Já a amiga que a acompanhava conseguiu a soltura e responde em liberdade mediante uso de tornozeleira eletrônica. A idosa, que também sofre de comorbidades, precisa fazer exames prévios para uma cirurgia agendada para setembro. Para um dos exames é imprescindível a retirada do equipamento eletrônico. A defesa tenta, agora, a retirada temporária da tornozeleira.
“As pessoas que foram lá para quebrar, vandalizar, colocar fogo, têm que pagar. Mas a dona Iraci é um exemplo de vários presos que estão respondendo pela mesma coisa sem a mínima descrição do que cada um teria feito, o que transborda ilegalidade”, diz o advogado Jaysson França, responsável pela defesa das duas idosas.
“Já entrei com habeas corpus, agravo, várias reiterações dos pedidos de liberdade provisória mencionando todo esse contexto e nada. O ministro simplesmente ignora; não fala que sim, nem que não”, prossegue.
Outro caso curioso é o de uma empresária de 41 anos (o nome será mantido em sigilo por solicitação da acusada), mãe de duas crianças menores de 12 anos. Ela comprovou nos autos que o seu ônibus, que vinha do Rio Grande do Sul, chegou em Brasília somente às 19h30 do dia 8 de janeiro, ou seja, quando os episódios de violência já tinham acabado. Mesmo assim, ficou quatro meses presa e hoje responde em liberdade, mediante uso de tornozeleira eletrônica, pelos delitos de incitação ao crime e associação criminosa.
Um terceiro caso é o do pai da fundadora da Asfav, que também terá o nome mantido sob sigilo. Idoso, sem antecedentes criminais e portador de diabetes e hipertensão, ele segue preso até hoje. Desde a prisão, em 8 de janeiro, já perdeu 20 quilos. Atualmente passa por um quadro de saúde sensível que o impediu de urinar por dias. A informação dada aos familiares é de que ele está em uma fila de urgência para consulta com um urologista.

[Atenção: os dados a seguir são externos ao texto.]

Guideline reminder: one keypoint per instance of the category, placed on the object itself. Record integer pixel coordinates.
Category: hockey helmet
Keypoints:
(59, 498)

“Na cela do meu pai tem um senhor de 72 anos e outro senhor com câncer. Há casos em que o sistema penitenciário tem pedido às famílias para providenciar remédios que o SUS não está conseguindo fornecer. Eles não têm condições de manter todas essas pessoas presas”, questiona a advogada.
Notificada seguidas vezes, OAB silencia frente às denúncias
Para advogados de presos suspeitos de participação nas depredações, a OAB tem silenciado frente a denúncias das supostas irregularidades nos processos e de ofensas às prerrogativas de advogados. A Gazeta do Povo contatou o Conselho Federal da OAB detalhando concretamente cinco notificações entregues à entidade desde 1º de fevereiro com a descrição das supostas irregularidades e solicitando um posicionamento quanto ao que havia sido feito pela Ordem desde então.
“O Conselho Federal da OAB tem atuado para garantir o pleno exercício de defesa pela advocacia, sempre que demandada ou alertada sobre violações a prerrogativas profissionais”, respondeu a entidade em nota, sem especificar quais foram as medidas tomadas no caso em questão.
A reportagem enviou nova solicitação com pedido de detalhamento das ações tomadas até agora para apurar as possíveis ilegalidades. A entidade não retornou mais aos contatos da reportagem.
Vale destacar que a primeira finalidade da OAB, segundo a Lei 8.906/1994, conhecida como “Estatuto da OAB”, é justamente “defender a Constituição, a ordem jurídica do Estado democrático de direito, os direitos humanos, a justiça social, e pugnar pela boa aplicação das leis, pela rápida administração da justiça e pelo aperfeiçoamento da cultura e das instituições jurídicas”.